Something which could be easily argued to be a weakness or deficiency of this tea is its mild arrival taste and aroma. If you are looking for a bold flavour this tea simply won’t deliver. What flavour it does have is subtle and does stick to the mouth for a long time though. For me the flavour is interesting and complex; the aroma is where I wish it would perform better. It would be interesting to know if the aroma will remain mild or if it will bloom at some later point.

I have also sampled the 2012 Bana LBZ brick, and it shares a lot of similarities with this tea.  The flavour of the Bana brick is very similar to that of this tea: light, fresh, slight grassy hay, with a mild floral aroma, although the Bana LBZ brick had some fresh corn in it, which this one does not. I think the Bana flavour is stronger than this tea, as is its astringency, but the body effect of this tea is quite clearly stronger.

I will continue comparing and contrasting this tea with other available LBZ, but as it is, I very much enjoy the experience with this tea and it has without question one of the stronger (and very enjoyable) body effects I’ve experienced.

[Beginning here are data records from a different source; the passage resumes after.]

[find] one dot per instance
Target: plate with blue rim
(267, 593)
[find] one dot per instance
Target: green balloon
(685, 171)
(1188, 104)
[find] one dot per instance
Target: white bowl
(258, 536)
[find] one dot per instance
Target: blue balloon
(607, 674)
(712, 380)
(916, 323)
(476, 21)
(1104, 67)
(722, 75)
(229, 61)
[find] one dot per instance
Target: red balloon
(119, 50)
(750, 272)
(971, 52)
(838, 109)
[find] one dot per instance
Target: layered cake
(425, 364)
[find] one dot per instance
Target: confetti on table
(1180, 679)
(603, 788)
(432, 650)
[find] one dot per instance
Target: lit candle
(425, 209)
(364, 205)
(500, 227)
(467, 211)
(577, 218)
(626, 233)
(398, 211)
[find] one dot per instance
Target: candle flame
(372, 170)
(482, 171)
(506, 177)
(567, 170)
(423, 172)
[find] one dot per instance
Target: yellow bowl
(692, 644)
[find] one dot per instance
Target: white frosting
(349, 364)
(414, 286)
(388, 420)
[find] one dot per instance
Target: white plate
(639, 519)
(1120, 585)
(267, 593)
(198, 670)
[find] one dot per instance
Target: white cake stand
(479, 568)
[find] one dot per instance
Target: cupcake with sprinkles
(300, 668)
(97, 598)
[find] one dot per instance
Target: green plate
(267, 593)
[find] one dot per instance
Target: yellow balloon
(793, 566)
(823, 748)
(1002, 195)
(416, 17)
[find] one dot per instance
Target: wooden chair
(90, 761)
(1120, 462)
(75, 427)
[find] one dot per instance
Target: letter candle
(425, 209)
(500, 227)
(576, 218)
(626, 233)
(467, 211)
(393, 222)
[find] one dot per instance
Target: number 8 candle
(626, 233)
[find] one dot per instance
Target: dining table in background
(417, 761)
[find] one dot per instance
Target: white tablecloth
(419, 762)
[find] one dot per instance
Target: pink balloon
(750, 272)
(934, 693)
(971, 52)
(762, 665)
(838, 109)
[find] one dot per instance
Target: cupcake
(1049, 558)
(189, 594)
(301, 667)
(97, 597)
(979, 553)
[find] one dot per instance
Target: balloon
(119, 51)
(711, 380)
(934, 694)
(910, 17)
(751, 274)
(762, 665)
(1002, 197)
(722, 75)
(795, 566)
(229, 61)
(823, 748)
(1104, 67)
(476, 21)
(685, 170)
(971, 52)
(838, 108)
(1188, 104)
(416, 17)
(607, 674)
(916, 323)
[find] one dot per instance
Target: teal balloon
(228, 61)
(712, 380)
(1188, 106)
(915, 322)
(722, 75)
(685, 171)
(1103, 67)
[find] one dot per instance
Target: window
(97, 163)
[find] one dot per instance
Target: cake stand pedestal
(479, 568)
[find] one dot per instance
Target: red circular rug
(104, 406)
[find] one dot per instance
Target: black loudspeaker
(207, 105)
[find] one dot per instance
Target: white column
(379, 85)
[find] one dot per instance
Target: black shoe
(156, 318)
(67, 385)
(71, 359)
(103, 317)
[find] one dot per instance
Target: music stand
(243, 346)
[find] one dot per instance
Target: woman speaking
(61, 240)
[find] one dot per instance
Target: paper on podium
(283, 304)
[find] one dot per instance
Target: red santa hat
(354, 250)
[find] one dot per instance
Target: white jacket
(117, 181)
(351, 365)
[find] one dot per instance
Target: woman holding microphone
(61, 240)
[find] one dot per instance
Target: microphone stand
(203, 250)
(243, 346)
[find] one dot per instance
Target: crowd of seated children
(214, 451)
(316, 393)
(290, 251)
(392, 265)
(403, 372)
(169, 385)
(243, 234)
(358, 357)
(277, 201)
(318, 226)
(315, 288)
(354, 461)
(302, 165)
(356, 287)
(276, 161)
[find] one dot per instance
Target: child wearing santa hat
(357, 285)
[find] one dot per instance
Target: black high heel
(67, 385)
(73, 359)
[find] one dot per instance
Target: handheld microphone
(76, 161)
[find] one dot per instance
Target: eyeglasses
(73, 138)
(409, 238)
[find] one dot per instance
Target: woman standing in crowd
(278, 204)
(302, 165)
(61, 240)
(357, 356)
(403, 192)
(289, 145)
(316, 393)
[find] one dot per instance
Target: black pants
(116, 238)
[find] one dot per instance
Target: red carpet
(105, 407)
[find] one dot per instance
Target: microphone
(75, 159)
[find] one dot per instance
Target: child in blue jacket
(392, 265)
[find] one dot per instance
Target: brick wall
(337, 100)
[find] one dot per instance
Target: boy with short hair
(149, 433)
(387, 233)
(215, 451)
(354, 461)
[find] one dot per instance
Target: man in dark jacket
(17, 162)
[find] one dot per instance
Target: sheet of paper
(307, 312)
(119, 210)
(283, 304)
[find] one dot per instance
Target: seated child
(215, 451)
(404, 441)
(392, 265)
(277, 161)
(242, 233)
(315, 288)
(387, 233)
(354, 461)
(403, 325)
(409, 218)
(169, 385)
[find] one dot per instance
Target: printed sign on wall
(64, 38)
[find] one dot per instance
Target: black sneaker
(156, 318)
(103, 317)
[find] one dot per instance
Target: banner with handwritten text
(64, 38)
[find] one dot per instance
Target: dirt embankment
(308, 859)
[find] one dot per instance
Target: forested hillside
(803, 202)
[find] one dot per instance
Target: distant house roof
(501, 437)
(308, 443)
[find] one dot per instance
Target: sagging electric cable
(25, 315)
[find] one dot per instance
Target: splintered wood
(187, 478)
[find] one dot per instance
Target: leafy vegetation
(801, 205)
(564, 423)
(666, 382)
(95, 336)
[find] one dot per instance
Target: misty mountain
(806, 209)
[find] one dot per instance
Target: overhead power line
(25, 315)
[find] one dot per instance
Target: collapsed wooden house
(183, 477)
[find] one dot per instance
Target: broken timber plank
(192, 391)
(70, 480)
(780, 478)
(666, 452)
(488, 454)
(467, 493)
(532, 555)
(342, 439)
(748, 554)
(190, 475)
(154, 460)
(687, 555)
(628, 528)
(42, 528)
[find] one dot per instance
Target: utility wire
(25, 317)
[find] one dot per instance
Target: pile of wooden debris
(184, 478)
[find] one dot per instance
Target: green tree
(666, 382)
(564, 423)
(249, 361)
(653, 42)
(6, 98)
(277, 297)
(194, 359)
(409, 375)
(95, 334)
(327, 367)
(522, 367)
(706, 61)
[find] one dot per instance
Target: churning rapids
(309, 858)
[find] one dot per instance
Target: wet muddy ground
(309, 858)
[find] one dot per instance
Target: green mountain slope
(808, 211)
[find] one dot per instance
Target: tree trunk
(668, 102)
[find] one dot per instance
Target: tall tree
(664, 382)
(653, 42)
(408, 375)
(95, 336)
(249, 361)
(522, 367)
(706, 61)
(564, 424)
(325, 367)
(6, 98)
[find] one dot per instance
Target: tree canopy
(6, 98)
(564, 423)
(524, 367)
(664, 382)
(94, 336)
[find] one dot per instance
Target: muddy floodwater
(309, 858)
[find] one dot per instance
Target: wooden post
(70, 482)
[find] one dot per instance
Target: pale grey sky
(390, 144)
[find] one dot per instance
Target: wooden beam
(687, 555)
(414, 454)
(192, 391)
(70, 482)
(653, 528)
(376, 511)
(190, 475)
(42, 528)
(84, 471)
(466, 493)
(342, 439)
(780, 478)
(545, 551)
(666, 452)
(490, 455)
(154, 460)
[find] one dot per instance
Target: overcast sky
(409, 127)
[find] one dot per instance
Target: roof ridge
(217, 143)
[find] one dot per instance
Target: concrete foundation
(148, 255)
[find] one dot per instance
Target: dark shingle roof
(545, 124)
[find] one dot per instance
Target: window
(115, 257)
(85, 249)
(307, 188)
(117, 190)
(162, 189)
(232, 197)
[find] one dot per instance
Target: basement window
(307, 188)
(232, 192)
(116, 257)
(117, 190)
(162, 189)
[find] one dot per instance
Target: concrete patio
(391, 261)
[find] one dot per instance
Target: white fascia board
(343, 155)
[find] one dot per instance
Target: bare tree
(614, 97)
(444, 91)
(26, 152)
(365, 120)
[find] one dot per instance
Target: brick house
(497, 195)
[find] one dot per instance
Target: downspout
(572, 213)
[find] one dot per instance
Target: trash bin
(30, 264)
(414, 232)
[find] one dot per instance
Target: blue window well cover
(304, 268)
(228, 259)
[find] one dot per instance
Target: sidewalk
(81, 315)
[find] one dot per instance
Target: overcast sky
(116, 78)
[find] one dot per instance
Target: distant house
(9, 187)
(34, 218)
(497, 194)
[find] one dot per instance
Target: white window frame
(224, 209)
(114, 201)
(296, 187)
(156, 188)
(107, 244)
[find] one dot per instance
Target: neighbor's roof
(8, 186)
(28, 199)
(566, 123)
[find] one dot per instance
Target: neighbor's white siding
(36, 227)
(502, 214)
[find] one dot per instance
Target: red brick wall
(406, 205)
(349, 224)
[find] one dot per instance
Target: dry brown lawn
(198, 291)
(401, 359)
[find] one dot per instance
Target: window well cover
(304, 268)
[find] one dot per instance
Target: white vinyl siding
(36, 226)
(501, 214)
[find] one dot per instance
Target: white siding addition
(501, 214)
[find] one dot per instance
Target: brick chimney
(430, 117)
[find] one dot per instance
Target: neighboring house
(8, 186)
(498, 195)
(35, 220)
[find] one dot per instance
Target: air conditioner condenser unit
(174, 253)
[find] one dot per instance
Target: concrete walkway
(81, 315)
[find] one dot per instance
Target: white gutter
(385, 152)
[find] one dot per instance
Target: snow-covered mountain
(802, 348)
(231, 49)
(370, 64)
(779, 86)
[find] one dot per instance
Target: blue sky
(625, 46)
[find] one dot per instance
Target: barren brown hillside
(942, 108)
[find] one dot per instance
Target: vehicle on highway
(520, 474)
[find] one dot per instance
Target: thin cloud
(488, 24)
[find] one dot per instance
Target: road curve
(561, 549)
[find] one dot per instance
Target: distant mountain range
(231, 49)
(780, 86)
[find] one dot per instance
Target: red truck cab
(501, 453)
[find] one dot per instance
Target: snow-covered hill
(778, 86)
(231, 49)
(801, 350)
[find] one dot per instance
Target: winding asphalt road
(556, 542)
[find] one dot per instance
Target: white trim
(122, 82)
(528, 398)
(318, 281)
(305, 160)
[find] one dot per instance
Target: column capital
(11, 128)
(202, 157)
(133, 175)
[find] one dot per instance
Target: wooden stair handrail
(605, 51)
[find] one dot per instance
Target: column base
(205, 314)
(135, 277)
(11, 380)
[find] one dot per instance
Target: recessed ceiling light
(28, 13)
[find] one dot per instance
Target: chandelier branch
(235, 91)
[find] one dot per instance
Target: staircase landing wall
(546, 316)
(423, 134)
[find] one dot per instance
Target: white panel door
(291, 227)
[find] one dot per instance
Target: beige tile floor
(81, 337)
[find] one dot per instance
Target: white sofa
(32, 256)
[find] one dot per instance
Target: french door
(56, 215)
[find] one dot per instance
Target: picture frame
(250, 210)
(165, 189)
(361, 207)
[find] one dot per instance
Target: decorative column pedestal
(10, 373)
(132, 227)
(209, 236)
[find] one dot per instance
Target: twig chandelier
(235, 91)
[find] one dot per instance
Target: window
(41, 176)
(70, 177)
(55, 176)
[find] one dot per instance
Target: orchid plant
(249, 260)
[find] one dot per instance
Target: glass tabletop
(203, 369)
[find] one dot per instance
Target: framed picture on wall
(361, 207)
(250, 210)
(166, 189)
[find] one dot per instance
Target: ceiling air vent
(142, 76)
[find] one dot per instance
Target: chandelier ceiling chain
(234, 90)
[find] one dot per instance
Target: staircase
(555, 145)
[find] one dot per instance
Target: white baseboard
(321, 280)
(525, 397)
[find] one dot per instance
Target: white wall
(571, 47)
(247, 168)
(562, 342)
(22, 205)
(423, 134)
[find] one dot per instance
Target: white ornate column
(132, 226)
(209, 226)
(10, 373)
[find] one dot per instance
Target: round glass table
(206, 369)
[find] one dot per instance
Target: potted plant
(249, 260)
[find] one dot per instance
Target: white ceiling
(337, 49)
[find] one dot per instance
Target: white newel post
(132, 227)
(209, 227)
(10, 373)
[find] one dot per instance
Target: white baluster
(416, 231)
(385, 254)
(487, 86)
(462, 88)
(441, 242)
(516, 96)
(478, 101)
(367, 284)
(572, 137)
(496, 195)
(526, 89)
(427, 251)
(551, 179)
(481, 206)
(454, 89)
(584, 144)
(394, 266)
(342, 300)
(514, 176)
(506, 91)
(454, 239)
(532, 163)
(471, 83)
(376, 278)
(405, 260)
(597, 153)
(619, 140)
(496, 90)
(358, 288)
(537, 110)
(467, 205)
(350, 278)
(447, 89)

The last photo is spent leaves of TTL LBZ on left and Bana LBZ on the right.

 

 

 

Comments

  1. Cwyn
    November 8, 2016 @ 1:45 am

    I very much enjoyed reading this piece. The background information you obtained via in-person interview is very valuable, especially with a tea invoking so much skepticism. In the end, the tea has to stand on its own.

    It is a bit on the dry side. Mine has regained a bit of fruitiness in the months since I’ve had it, especially due to the rather humid season in my area this year. I’m also aware that old tea can have more of a baby powder scent, with milder flavor, and not as pungent as younger taidicha. No real way of knowing now how much got lost in the dry storage. But you seem to detect quite well subtlety in this tea and the Treachery, takes some experience to recognize.

    Is it real? Well, I’m very very happy I bought one.